Dossier des 25 stades : Laurent Lamothe sort de son silence

D’entrée de jeu, Laurent Lamothe précise qu’il existe une différence fondamentale entre parcs sportifs et stades sportifs. Selon lui, cette confusion entretenue dans le débat public est à la base des accusations qu’il juge infondées. Il affirme être la cible d’une campagne mensongère, qu’il attribue à une frange de la classe bourgeoise cherchant à ternir son image.

L’ancien Premier ministre rappelle que la supervision des parcs sportifs relevait du programme « Foutbòl pou chanjman », placé sous la responsabilité d’Olivier Martelly, fils de l’ancien président Michel Martelly, nommé à ce poste par ce dernier. La supervision technique des travaux était assurée par l’entreprise JJ Construction, tandis qu’un conseiller du Palais national intervenait dans le processus. Les ministères concernés, précise-t-il, jouaient essentiellement un rôle administratif.

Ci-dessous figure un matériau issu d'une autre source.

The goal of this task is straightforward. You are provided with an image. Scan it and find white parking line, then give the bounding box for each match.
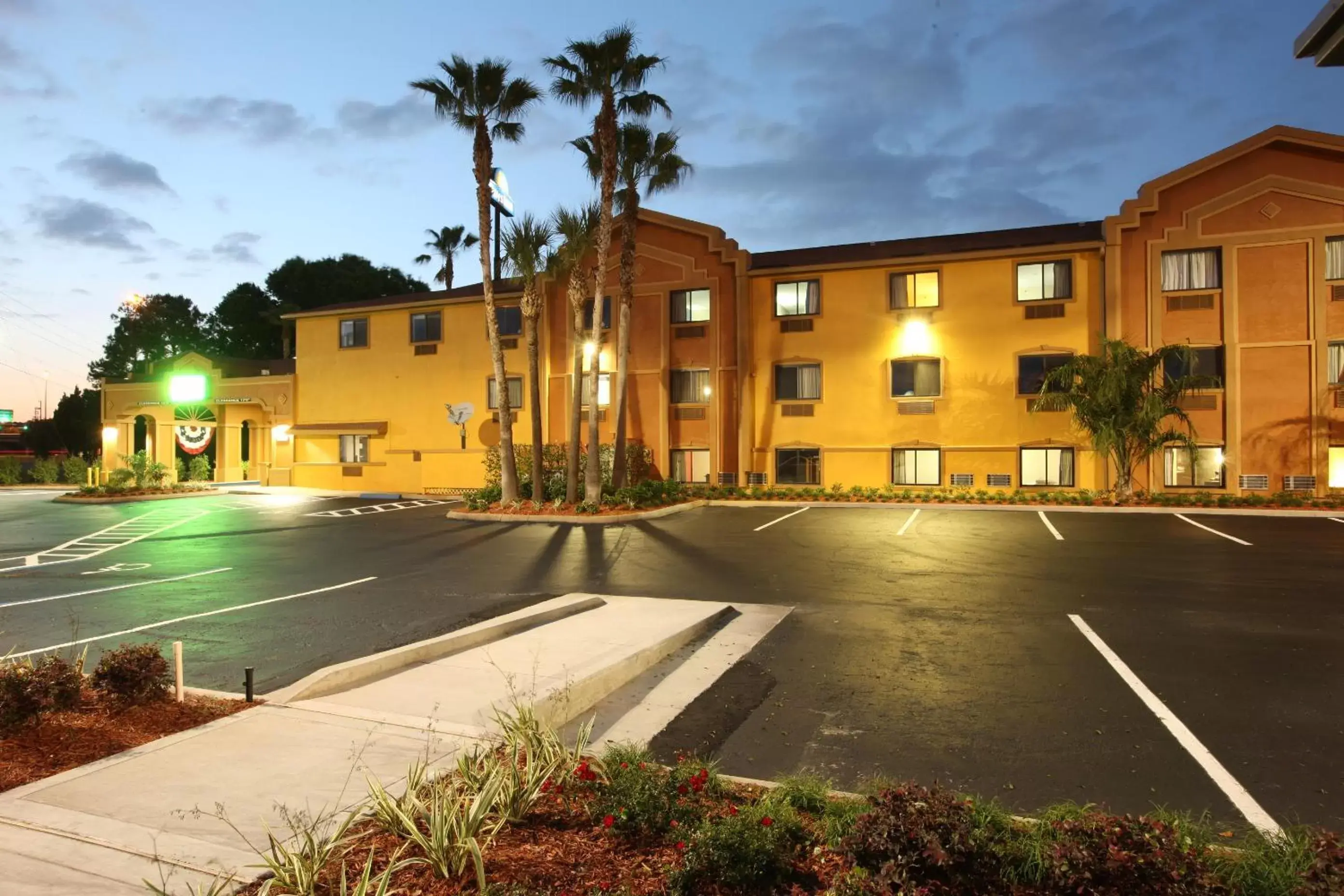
[1068,613,1284,837]
[7,575,378,659]
[896,508,919,534]
[751,508,808,532]
[0,567,233,610]
[1036,510,1064,541]
[1176,513,1251,547]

Laurent Lamothe insiste sur le fait qu’il n’a signé aucun contrat relatif aux 25 parcs sportifs. Il soutient que tous les contrats ont été paraphés avant son arrivée à la Primature en août 2012 ou après sa démission. Il détaille ainsi la chronologie des engagements contractuels.

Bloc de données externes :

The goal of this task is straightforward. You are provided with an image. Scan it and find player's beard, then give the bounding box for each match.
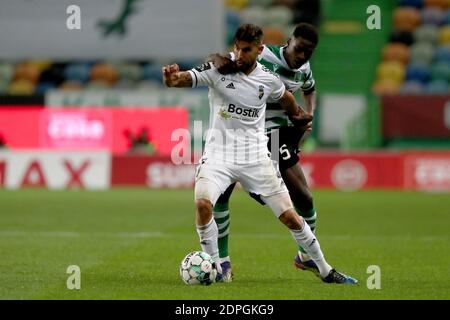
[238,61,256,74]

Le premier contrat a été signé le 12 mai 2011 pour la construction de dix parcs sportifs par Jean-Max Bellerive, alors ministre de la Planification, pour un montant de 445 000 dollars par parc. Un autre contrat a été paraphé à la même date pour un montant de 1,6 million de dollars. Le 6 septembre 2011, un troisième contrat portant sur huit parcs sportifs a été signé pour un montant global de plus de dix millions de dollars, soit plus d’un million de dollars par parc. Un quatrième contrat a été signé le 9 juillet 2012 pour la construction de cinq complexes sportifs par Josefa Raymond Gauthier, alors ministre de la Planification et de la Coopération externe, période durant laquelle Laurent Lamothe occupait le poste de ministre des Affaires étrangères.

À son arrivée à la Primature en août 2012, tous les contrats étaient déjà conclus, affirme-t-il. À son départ en décembre 2014, son gouvernement a travaillé à respecter et à exécuter les engagements contractuels existants.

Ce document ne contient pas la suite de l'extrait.